As the first YouTube-sponsored program to welcome submissions from every country around the world, YouTube Symphony Orchestra will transform individual performances into a global collaborative symphony, explore new possibilities for orchestral collaboration, and springboard talented classical musicians into the global YouTube spotlight.

"The internet is an invisible Silk Road, joining people from across the world. East or West, North or South, anyone can download a score of my "Internet Symphony No. 1 'Eroica', pick any part and play it with any instrument or object, in any style," said Grammy and Academy Award -winning composer Tan Dun. "YouTube is the biggest stage on earth, and I want to see what the world's undiscovered musical geniuses will create on it."

"Classical music is a thousand-year old tradition that witnesses the human spirit. It has preserved the songs and dances of our ancestors and made them into a language that is equal parts thought and feeling. This language has been passed on from teacher to student and parent to child from generation to generation. Now through the YouTube Symphony Orchestra project, we will explore new ways for music lovers of all levels to use technology to discover how vast our tradition is, to create new work and learn from one another," said Michael Tilson Thomas, Music Director of the San Francisco Symphony; Artistic Director of the New World Symphony; and Artistic Advisor for the YouTube Symphony Orchestra program. "Music brings people together as no other art. Deepening that process by making the creative/communicative possibilities of video and the internet more available to musicians everywhere is one of our highest goals."
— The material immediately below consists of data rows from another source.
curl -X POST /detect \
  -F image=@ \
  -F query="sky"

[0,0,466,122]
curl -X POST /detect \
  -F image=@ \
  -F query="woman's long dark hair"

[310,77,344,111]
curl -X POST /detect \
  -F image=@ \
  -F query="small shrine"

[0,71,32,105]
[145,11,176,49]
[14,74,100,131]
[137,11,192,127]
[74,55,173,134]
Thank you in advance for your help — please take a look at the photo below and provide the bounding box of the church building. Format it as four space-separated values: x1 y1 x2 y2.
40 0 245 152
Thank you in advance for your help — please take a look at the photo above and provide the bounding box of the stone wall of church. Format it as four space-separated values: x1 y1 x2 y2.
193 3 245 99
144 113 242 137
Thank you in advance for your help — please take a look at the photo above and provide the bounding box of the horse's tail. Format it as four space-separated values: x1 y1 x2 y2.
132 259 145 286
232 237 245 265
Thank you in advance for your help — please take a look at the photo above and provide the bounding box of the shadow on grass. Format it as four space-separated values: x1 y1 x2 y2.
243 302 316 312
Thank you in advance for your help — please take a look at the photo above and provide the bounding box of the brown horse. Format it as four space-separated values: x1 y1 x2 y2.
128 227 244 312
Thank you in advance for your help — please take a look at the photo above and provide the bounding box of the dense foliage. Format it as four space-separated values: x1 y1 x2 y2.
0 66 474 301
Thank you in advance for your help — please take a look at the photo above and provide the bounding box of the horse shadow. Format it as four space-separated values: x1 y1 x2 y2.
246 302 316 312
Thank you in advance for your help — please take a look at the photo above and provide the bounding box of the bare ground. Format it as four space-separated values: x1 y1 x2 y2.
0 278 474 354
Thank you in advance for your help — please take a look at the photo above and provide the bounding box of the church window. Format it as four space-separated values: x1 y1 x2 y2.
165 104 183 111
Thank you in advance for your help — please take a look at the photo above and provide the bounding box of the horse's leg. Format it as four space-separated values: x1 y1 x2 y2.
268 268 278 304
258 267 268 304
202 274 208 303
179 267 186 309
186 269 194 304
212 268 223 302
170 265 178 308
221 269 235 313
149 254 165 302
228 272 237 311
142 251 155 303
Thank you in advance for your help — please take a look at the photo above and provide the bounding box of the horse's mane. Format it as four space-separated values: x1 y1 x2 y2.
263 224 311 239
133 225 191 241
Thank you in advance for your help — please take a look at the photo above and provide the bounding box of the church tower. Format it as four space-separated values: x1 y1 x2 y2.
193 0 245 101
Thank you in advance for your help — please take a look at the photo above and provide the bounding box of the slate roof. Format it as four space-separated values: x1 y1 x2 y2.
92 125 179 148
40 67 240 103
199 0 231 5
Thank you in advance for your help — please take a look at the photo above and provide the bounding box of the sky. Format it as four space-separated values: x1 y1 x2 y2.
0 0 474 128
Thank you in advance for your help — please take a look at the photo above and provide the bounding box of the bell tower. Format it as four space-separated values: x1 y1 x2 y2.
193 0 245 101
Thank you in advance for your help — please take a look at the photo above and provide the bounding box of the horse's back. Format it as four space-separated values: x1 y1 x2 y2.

"The LSO is delighted to be a part of this groundbreaking initiative with YouTube -- to unite people from all over the globe and delight in the joys and experiences of playing in an orchestra. It is very much in keeping with our ethos of using technology to link people, share ideas, and be inspired and creative," said Kathryn McDowell, Managing Director, London Symphony Orchestra.

"YouTube is a unique platform for musical artists to broadcast their work. Through the YouTube Symphony Orchestra, aspiring musicians can share their passion with institutions like Carnegie Hall and the London Symphony Orchestra, visionaries like Lang Lang, and the world" said Ed Sanders, Product Marketing Manager, YouTube. "We are honored to partner with these venerable organizations and individuals to reach the next milestone for ensemble music and global collaboration."

"For musicians of all ages, nationalities, and instruments, the YouTube Symphony Orchestra provides a unique opportunity not only to perform on the world's most famous stage – Carnegie Hall – but also on its largest stage -- YouTube," said Clive Gillinson, Executive and Artistic Director of Carnegie Hall. "As an institution that is passionately committed to making great music available to as many people as possible and whose remarkable history chronicles the defining moments of so many of the world's most admired and beloved artists, Carnegie Hall believes the creation of the YouTube Symphony Orchestra will be a one-of-a-kind moment in classical music, bringing musicians together in a totally new, modern and compelling way."